Totally the correlation of spiral CT angiography with DSA was 80% (r = 0.93; p = 0.0001). In the moderate stenosis group (r = 1; p = 0.1573), severe stenosis group (r = 0.89; p = 0.002) and the occlusion group (r = 1; p = 0.0009) there was a good correlation with DSA. In the mild stenosis group (r = 0.55; p = 0.0704) correlation of spiral CT angiography with DSA was poor. Spiral CT angiography allows an excellent delineation of calcifications. Tandem lesions and collateral flow cannot be shown with spiral CT angiography.
Intraarterial DSA remains the gold standard for evaluation of carotid artery stenosis, because DSA is the modality which shows the whole length of the carotid artery and yields information on tandem lesions and collateral flow.
确定最大密度投影(MIP)技术的螺旋CT血管造影在评估颈动脉狭窄中的价值。
对24例患者的40处狭窄进行了MIP技术与动脉内数字减影血管造影(DSA)的比较。根据北美症状性颈动脉内膜切除术试验(NASCET)研究确定狭窄程度:轻度(0-29%)、中度(30-69%)、重度(70-99%)和闭塞(100%)。

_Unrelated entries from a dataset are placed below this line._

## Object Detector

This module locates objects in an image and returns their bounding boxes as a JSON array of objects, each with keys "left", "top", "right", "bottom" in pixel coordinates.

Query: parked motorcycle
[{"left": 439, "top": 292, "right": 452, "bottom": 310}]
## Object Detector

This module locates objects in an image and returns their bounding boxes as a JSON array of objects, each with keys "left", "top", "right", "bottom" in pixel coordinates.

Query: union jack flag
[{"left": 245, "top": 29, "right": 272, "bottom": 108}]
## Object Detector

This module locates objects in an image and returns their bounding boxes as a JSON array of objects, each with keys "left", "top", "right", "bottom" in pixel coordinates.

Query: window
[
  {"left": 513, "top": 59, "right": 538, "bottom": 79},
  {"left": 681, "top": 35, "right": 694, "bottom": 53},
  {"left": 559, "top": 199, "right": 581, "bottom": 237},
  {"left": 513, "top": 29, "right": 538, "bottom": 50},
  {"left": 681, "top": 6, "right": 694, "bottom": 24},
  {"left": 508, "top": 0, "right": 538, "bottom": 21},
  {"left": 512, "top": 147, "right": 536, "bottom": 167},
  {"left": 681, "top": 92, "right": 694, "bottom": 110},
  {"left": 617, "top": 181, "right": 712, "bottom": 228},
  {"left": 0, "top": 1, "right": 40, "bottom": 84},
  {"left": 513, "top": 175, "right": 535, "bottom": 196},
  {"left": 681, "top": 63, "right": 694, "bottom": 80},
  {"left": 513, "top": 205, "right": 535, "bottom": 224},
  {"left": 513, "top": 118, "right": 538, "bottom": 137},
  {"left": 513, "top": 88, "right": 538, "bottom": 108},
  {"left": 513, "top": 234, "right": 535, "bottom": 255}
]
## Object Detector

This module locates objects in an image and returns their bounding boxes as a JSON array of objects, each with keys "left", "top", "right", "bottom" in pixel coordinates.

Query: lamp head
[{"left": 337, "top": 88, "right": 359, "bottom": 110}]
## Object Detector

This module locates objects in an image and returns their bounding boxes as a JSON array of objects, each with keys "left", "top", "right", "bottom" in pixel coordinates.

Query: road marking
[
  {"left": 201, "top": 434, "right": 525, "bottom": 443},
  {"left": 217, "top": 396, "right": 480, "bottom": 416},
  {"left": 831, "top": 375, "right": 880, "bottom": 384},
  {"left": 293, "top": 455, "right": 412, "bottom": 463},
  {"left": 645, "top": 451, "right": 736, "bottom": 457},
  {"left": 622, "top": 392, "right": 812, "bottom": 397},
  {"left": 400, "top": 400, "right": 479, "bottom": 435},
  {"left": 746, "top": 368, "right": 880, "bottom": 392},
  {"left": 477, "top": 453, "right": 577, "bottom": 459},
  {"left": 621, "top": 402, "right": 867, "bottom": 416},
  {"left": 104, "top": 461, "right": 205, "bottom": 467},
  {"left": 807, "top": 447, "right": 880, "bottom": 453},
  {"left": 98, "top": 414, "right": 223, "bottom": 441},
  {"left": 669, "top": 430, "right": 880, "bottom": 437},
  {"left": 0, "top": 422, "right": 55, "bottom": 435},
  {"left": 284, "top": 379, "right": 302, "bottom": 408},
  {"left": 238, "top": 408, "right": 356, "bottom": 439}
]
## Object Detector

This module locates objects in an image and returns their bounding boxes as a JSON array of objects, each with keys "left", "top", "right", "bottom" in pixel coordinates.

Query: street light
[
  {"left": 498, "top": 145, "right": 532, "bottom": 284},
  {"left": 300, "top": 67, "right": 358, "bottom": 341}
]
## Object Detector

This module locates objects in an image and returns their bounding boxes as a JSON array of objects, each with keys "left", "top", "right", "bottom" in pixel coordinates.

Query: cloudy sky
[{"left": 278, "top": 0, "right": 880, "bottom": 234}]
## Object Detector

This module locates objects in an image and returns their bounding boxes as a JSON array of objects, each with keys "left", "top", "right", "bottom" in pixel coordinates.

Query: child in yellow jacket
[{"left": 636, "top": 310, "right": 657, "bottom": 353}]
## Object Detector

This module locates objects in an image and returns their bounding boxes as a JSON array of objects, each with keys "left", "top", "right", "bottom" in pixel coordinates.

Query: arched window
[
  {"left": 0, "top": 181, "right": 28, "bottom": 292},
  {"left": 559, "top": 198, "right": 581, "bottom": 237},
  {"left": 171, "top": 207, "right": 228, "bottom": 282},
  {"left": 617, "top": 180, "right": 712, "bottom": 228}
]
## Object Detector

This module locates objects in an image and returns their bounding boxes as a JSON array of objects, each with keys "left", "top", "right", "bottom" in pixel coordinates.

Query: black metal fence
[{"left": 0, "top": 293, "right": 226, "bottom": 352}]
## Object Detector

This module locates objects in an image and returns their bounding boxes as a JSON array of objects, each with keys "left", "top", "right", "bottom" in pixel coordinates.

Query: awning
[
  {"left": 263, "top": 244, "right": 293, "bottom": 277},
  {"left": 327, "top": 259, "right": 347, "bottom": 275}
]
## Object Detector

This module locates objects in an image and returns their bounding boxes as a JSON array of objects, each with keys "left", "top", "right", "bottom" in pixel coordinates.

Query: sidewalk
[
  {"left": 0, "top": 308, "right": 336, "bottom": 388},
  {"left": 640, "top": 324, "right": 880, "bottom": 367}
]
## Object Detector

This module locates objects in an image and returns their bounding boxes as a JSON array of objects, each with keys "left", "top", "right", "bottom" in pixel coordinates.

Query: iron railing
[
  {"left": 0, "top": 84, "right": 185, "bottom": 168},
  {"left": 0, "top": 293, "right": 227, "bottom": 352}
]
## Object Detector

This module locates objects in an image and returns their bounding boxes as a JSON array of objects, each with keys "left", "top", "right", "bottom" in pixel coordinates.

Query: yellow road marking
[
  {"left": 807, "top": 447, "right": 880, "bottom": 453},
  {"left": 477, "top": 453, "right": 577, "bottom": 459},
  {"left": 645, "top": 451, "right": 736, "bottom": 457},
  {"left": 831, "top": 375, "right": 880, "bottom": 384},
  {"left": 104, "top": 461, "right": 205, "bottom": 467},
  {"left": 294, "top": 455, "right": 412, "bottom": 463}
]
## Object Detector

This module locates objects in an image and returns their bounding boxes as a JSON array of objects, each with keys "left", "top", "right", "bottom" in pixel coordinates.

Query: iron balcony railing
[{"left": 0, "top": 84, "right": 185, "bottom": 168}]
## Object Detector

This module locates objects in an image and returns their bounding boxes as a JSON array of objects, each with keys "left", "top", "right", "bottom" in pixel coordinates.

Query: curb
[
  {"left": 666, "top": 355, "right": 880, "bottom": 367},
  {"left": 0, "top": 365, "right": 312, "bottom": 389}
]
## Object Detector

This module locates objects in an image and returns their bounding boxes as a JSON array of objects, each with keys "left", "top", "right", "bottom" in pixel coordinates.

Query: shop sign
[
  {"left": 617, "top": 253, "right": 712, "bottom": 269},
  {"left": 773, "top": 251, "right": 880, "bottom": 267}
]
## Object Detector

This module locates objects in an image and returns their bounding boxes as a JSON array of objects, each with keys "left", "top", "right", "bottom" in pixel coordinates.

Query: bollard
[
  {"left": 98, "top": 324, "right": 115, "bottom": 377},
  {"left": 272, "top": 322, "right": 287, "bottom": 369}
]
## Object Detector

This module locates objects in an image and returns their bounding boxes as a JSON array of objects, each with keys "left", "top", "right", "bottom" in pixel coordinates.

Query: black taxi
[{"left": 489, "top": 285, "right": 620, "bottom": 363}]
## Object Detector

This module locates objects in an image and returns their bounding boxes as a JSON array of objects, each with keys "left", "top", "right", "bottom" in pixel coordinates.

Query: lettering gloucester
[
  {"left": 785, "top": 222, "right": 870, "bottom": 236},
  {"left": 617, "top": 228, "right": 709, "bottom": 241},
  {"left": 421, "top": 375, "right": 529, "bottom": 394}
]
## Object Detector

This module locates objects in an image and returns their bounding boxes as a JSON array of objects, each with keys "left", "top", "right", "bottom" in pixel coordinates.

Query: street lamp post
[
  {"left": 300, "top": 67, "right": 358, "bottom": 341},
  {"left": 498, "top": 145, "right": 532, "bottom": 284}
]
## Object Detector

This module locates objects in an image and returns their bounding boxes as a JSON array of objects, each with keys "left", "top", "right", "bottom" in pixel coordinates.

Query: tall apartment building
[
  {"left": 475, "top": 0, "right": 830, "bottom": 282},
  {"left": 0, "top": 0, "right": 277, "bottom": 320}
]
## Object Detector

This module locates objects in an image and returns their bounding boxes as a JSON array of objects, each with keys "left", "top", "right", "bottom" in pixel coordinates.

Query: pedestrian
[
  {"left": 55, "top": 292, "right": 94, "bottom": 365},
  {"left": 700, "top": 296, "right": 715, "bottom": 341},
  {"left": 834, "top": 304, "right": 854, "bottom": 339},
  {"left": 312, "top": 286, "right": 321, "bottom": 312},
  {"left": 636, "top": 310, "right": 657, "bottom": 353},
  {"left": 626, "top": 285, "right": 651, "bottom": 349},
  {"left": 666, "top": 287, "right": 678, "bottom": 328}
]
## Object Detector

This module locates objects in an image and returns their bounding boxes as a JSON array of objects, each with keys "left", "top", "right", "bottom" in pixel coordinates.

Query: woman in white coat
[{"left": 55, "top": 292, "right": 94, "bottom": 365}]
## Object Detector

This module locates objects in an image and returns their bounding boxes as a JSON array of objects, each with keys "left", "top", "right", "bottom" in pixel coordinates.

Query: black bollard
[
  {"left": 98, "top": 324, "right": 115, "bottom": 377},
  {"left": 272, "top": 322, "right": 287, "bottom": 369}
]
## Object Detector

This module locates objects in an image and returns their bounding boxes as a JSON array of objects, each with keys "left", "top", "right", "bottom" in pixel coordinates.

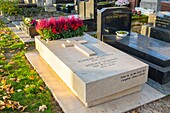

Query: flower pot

螺旋CT血管造影与DSA的总体相关性为80%(r = 0.93;p = 0.0001)。在中度狭窄组(r = 1;p = 0.1573)、重度狭窄组(r = 0.89;p = 0.002)和闭塞组(r = 1;p = 0.0009)中,与DSA有良好的相关性。在轻度狭窄组(r = 0.55;p = 0.0704)中,螺旋CT血管造影与DSA的相关性较差。螺旋CT血管造影能够很好地显示钙化。串联病变和侧支血流不能通过螺旋CT血管造影显示。
动脉内DSA仍然是评估颈动脉狭窄的金标准,因为DSA是能够显示颈动脉全长并提供串联病变和侧支血流信息的检查方法。